Something else that's said about Aikido is that it shines best as a graduate program for experienced martial artists. Aikido is all about distance, timing, and angling. (These are, or should be, all concepts familiar to Bujies.) It also requires a certain focus and mindfulness to execute the techniques. In other words, it emphasizes concepts that most martial artists don't start to internalize until they hit black belt in whatever art they are studying. It also emphasizes the "art" in martial art. You can throw sloppy blocks all day and be relatively effective, but sloppy Aikido not only looks terrible, it is completely ineffective -- even within a safe, compliant dojo setting.

Given the informal nature of the class, I asked what to wear. I like to blend in when I visit. I was told a white gi would be appropriate, and I was also welcome to wear a hakama. A hakama is, of course, the set of funny, baggy trousers traditionally worn by the samurai. People wearing them get teased about wearing "the magic pants," or "culottes," or a "skirt." In Aikido wearing hakama is usually reserved for yudansha. I would not have considered wearing them (I had already dusted off a white belt to keep my gi closed) had I not received the invitation. I did second guess myself, but in the end decided I don't often have a chance to wear my hakama and it was an opportunity to practice moving in them. On the hakama went.

I managed to trip on my own hem only twice; and frankly, I think that showed more grace than I expected to have. We moved a lot in the class. We opened with Aiki Taiso, including the rowing exercise to awaken the hips and a pivoting exercise that reminded my daughter (who came to watch) of ballet. Then we practiced kote gaeshi and irimi nage, two of the basic Aikido techniques.

The purpose of cross-training is to go outside your comfort zone and see how you perform. You have to let go of the ego and expect to laugh at yourself. Kote gaeshi is generally described as a wrist throw, so it is broadly similar to omote gyaku. But only in the sense that you finish with an outside wrist throw movement. Omote gyaku can be made to work on a non-compliant opponent. (Yes, this is true; you just have to know the tricks, what to add in, and understand when to use it.) Kote gaeshi utilizes the uke's own momentum by turning with the attack and then abruptly reversing the direction of the hand and projecting the uke away.

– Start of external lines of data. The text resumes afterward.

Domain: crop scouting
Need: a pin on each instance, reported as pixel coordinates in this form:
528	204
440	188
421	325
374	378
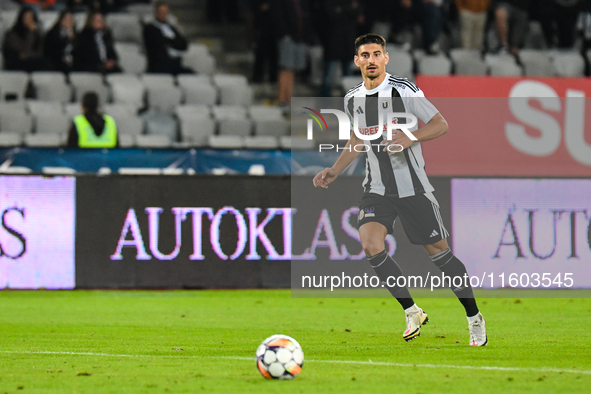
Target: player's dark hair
90	102
370	38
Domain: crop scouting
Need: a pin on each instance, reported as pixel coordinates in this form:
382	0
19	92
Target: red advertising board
505	126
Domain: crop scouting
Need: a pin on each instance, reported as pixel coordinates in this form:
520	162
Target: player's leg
423	225
376	220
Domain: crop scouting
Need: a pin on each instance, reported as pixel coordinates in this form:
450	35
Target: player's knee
371	247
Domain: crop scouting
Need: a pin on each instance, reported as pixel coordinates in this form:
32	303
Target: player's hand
324	177
398	143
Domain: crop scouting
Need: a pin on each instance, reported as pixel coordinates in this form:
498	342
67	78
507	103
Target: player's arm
328	175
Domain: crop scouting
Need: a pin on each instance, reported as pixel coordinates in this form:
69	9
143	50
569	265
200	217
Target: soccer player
396	184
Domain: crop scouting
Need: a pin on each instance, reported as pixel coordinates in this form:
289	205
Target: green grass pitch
204	341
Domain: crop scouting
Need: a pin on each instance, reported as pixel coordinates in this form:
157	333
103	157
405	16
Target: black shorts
419	215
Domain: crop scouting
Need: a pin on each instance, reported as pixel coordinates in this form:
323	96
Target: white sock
413	308
472	319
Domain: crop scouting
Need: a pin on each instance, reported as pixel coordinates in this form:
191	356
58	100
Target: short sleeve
419	105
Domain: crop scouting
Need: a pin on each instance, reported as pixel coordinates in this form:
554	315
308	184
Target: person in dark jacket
23	44
93	48
59	43
164	44
92	129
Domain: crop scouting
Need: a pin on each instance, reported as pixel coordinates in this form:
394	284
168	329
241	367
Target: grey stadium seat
52	123
16	121
163	95
568	63
226	142
9	139
198	58
36	107
435	65
125	27
46	140
261	142
13	85
89	82
503	65
198	89
51	86
196	128
153	141
468	62
131	58
127	89
160	124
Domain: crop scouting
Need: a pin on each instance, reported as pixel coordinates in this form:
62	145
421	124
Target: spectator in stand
336	35
512	23
89	5
263	30
472	22
92	129
59	43
559	19
23	44
42	5
93	47
294	32
164	44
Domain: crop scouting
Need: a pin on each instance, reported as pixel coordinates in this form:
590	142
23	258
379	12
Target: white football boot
477	327
415	318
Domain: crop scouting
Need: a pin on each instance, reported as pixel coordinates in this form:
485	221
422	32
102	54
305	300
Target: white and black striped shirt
394	175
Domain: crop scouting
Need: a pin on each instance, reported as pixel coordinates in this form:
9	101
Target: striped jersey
394	175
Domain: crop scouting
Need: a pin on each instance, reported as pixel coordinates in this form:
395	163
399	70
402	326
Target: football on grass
280	357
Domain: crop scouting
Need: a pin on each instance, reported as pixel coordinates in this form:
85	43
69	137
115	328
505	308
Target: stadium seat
131	58
16	121
198	89
295	143
196	128
127	89
129	124
153	141
265	112
160	124
52	123
198	58
163	96
226	142
350	82
271	127
192	109
261	142
45	140
468	62
568	63
44	107
126	140
89	82
9	139
229	112
48	19
51	86
503	65
125	27
400	63
435	65
536	63
13	85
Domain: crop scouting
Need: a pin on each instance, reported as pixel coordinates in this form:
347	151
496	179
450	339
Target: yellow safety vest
87	138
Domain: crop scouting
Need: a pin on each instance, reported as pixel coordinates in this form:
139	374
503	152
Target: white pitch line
353	362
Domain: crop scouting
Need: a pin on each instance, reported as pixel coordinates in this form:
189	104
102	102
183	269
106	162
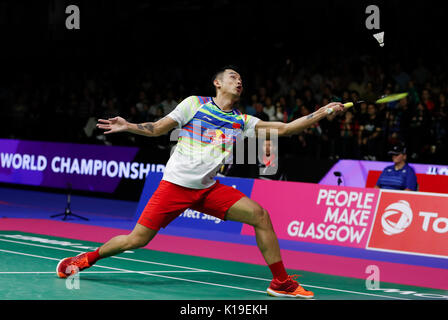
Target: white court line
95	272
212	271
142	272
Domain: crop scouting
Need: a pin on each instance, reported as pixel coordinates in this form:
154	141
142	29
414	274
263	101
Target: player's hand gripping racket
384	99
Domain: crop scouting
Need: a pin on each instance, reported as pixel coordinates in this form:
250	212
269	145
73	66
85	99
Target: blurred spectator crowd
64	106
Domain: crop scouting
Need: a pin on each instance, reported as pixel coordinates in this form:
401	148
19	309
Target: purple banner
85	167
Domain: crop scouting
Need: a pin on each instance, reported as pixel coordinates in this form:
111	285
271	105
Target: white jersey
205	141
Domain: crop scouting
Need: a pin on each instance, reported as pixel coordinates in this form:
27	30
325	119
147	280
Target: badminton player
208	128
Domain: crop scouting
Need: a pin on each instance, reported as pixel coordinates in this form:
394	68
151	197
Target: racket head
392	97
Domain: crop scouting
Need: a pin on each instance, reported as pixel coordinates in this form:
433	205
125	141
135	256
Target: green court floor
28	263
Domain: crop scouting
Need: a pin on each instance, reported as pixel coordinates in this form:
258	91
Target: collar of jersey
213	102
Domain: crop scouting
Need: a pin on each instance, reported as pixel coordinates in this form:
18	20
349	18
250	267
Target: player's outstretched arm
298	125
150	129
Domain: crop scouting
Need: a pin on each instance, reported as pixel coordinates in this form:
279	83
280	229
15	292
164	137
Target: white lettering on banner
328	232
25	161
346	217
75	166
344	199
437	224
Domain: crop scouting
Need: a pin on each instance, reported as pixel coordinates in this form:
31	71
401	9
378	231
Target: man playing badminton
209	127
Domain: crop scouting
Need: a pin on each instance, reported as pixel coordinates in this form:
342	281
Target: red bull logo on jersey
217	136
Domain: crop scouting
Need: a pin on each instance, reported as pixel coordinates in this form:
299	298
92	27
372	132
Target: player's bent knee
135	242
262	218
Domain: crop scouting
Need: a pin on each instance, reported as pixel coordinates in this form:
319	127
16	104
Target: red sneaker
289	288
69	266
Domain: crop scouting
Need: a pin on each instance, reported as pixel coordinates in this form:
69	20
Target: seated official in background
399	176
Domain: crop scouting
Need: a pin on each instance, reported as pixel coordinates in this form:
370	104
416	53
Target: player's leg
139	237
249	212
167	202
227	203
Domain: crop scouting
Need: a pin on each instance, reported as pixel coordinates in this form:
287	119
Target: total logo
398	216
404	213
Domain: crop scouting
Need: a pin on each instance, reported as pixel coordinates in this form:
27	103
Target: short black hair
221	70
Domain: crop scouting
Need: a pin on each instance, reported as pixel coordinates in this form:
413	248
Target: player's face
231	83
398	158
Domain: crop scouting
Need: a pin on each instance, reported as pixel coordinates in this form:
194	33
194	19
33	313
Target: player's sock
278	271
93	257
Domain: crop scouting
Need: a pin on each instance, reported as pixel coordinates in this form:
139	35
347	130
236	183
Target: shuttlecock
380	38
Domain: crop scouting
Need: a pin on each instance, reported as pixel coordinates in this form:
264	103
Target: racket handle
346	105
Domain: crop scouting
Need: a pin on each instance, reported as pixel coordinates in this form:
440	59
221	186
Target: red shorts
170	200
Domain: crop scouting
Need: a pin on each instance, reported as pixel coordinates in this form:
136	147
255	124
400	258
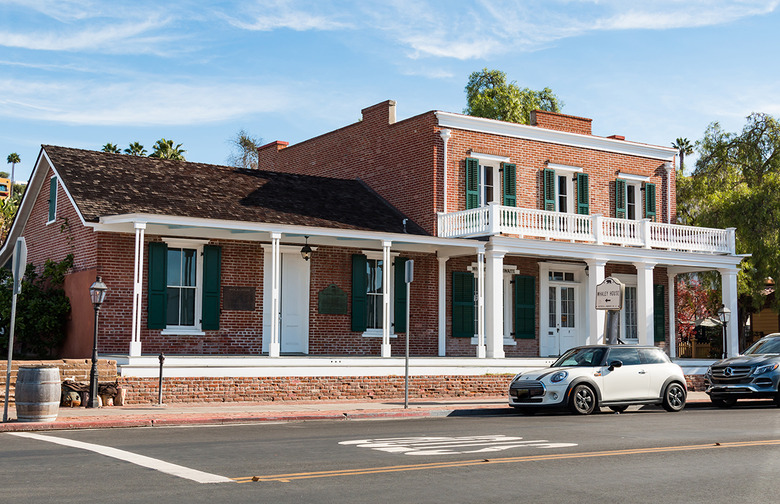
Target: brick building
510	227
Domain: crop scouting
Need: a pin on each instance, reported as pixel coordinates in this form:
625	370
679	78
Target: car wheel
674	397
583	400
723	403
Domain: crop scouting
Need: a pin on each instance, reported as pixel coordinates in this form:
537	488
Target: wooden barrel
37	393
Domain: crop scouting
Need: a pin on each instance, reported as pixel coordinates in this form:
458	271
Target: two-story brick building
510	227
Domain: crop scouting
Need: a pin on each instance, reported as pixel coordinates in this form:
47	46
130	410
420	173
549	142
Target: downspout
445	136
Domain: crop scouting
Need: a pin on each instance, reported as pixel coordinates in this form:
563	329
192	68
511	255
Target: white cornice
491	126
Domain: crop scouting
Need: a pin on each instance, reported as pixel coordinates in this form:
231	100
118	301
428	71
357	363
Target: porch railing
528	222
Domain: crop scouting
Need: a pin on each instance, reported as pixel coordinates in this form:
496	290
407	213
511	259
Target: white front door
561	333
294	304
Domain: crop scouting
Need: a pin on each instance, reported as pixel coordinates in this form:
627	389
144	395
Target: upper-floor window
565	189
490	179
629	203
52	199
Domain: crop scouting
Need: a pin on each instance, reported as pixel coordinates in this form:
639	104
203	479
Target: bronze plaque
238	298
332	301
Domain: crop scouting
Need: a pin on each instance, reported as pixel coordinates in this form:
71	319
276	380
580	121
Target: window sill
182	332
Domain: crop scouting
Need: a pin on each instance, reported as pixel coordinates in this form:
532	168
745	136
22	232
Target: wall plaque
332	301
238	298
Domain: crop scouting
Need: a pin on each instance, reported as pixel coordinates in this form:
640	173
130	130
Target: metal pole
93	373
159	394
10	357
408	329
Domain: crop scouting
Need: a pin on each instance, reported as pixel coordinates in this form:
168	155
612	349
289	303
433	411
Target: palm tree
684	147
12	159
109	147
164	149
136	149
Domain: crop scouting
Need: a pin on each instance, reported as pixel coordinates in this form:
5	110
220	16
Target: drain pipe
445	136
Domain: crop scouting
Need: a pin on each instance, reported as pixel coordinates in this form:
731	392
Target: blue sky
81	73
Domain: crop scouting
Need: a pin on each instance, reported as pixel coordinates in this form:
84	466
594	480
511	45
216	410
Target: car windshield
764	346
581	357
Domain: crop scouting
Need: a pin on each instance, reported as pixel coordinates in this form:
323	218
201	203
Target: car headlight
765	369
559	376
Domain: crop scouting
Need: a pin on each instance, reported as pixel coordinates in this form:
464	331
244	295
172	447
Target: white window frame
197	245
568	173
378	255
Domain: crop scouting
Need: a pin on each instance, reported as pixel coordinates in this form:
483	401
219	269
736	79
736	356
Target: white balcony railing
526	222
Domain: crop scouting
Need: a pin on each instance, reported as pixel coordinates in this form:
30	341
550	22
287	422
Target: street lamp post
724	314
97	291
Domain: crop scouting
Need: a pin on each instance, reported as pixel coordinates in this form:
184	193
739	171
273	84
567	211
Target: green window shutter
658	313
620	199
52	199
650	201
510	184
472	183
583	198
399	295
525	307
462	304
212	264
157	299
548	189
359	293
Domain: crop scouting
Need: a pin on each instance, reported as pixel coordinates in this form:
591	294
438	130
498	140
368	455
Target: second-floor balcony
496	219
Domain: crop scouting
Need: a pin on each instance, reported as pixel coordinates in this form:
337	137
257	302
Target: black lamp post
724	314
97	291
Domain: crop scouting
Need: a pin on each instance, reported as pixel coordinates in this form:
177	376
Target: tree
164	149
244	154
489	95
684	148
135	149
736	183
12	159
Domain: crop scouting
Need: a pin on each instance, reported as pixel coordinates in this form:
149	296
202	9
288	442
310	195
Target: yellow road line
286	478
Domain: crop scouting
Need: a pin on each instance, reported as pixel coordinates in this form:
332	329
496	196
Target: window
52	199
490	179
368	291
184	286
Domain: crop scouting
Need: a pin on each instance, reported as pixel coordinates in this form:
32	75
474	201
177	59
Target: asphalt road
648	455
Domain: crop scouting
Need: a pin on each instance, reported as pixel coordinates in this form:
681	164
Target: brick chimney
561	122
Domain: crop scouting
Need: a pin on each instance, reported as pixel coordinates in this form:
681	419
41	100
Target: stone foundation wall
74	369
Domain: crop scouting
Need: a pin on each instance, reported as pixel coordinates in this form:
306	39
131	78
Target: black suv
752	375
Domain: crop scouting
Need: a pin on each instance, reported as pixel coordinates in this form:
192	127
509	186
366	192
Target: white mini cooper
586	378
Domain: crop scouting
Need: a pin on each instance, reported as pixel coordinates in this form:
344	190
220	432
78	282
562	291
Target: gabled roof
103	184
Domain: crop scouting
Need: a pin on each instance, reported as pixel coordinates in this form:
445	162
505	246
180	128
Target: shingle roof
104	184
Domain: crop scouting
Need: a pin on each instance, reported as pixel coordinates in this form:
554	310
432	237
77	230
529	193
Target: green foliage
244	154
489	95
42	308
736	183
164	149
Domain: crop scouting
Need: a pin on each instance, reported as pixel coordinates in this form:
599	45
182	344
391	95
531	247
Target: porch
495	219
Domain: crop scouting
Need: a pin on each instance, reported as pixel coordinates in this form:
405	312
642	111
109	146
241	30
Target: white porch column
672	316
494	298
595	276
644	302
386	265
442	305
481	353
274	347
729	283
138	275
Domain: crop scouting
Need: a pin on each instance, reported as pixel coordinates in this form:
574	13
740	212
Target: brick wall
74	369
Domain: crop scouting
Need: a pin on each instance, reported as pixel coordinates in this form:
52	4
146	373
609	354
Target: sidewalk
276	411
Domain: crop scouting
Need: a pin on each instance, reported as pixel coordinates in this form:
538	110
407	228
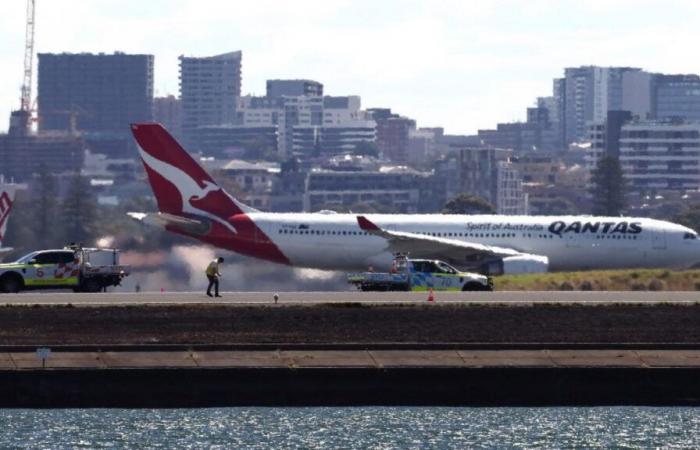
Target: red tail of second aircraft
181	186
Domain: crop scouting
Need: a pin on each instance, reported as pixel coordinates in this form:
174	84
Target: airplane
7	194
192	204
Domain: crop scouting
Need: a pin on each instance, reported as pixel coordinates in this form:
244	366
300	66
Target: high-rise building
637	93
590	92
393	134
21	155
676	96
310	125
94	92
209	90
167	111
294	88
604	138
657	156
510	198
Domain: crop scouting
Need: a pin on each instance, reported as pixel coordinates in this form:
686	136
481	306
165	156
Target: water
352	428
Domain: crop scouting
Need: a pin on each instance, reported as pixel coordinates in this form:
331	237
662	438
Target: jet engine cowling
513	265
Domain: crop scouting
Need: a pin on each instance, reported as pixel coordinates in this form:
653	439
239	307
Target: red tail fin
6	200
180	184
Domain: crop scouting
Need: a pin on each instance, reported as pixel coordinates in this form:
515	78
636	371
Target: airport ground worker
213	275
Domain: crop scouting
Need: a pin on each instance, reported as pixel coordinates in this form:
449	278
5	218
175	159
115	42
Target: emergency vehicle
420	275
72	267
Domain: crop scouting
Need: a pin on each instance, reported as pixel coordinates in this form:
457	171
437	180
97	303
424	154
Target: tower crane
28	57
20	120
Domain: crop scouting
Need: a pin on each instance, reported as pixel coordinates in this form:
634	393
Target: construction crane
28	58
20	120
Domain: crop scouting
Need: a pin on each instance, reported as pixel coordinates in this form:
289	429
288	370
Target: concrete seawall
382	377
350	354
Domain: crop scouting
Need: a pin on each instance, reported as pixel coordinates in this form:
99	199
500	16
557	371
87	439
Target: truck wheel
474	286
91	285
11	284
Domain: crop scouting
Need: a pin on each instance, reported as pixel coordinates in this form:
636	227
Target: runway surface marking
378	298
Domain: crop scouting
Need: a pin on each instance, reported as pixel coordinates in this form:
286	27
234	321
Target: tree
468	204
79	211
608	187
44	226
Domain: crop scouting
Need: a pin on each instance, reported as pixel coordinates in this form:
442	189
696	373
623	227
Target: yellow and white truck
72	267
409	274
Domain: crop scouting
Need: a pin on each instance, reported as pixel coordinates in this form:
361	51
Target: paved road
248	298
356	358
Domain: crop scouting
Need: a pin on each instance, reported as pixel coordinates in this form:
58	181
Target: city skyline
459	66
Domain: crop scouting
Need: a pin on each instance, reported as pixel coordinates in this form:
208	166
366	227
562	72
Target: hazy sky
462	64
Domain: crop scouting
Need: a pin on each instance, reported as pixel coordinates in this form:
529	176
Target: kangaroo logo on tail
179	183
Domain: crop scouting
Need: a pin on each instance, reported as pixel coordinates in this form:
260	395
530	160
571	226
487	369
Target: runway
370	298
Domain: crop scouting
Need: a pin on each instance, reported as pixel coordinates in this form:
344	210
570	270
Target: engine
512	265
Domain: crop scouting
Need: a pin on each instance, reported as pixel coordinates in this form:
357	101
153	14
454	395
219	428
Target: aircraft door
658	240
574	240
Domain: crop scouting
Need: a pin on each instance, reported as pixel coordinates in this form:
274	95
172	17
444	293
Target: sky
460	64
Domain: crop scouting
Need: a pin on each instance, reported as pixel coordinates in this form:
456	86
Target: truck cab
73	267
420	275
428	274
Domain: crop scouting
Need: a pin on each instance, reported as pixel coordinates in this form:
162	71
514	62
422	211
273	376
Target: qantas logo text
560	227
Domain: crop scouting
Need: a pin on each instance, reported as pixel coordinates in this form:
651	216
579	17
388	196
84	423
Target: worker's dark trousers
213	281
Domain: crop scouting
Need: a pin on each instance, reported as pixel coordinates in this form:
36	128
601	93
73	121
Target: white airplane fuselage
191	203
336	242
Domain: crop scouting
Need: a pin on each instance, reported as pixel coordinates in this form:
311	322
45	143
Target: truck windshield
446	268
26	258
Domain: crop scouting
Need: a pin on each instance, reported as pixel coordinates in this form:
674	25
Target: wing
453	250
165	220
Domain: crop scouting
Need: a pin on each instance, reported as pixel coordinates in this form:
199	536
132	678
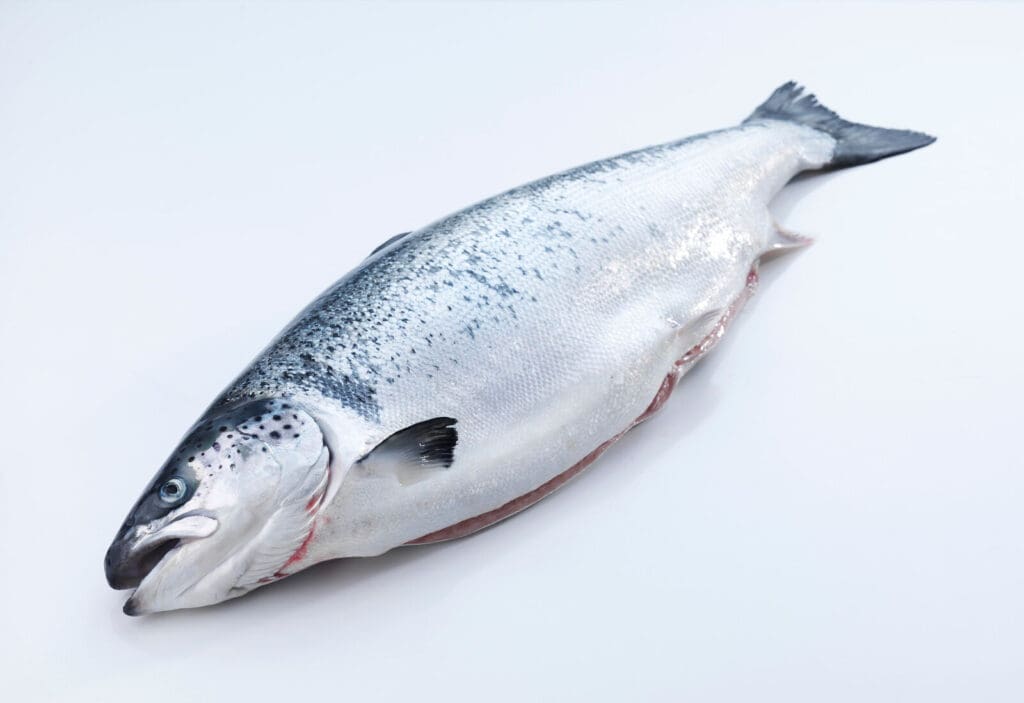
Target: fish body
468	368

I got completely caught up in trying to execute the flowing turn around the attack and found myself clutching wildly for my uke's wrist. I was so focused on the part of the technique that was different, I couldn't perform the part that was familiar to me.

Later, and one of my regular readers will appreciate this, I heard the instructor reminding me to relax and breathe.

Near the end of the class, the instructor invited me to perform irimi nage using him as uke. Irimi nage ("entering throw") is a technique with very few moving parts. It relies mostly on timing and angling, with a smidgen of deception. I was also a little more confident that the instructor could take ukemi properly. The first couple of passes were tentative, but I managed to find the flow (nagare) and fit into the technique rather then execute the technique. After that, I felt real success. I won't say I had picture perfect Aikido, but it felt better and probably looked better.

This is where the "effective" crowd start to chide Aikido about compliant partners and empty drills. My Irimi Nage started working because I found the flow with my partner. We weren't working at cross-purposes. They have a point if the only point of martial arts is to overcome an adversary. But for a few moments on that mat two people trusted each other's skill, found common purpose, and sought to make something beautiful together. Working in concert is probably a far more useful skill in everyday life, and may be one of the hardest to achieve.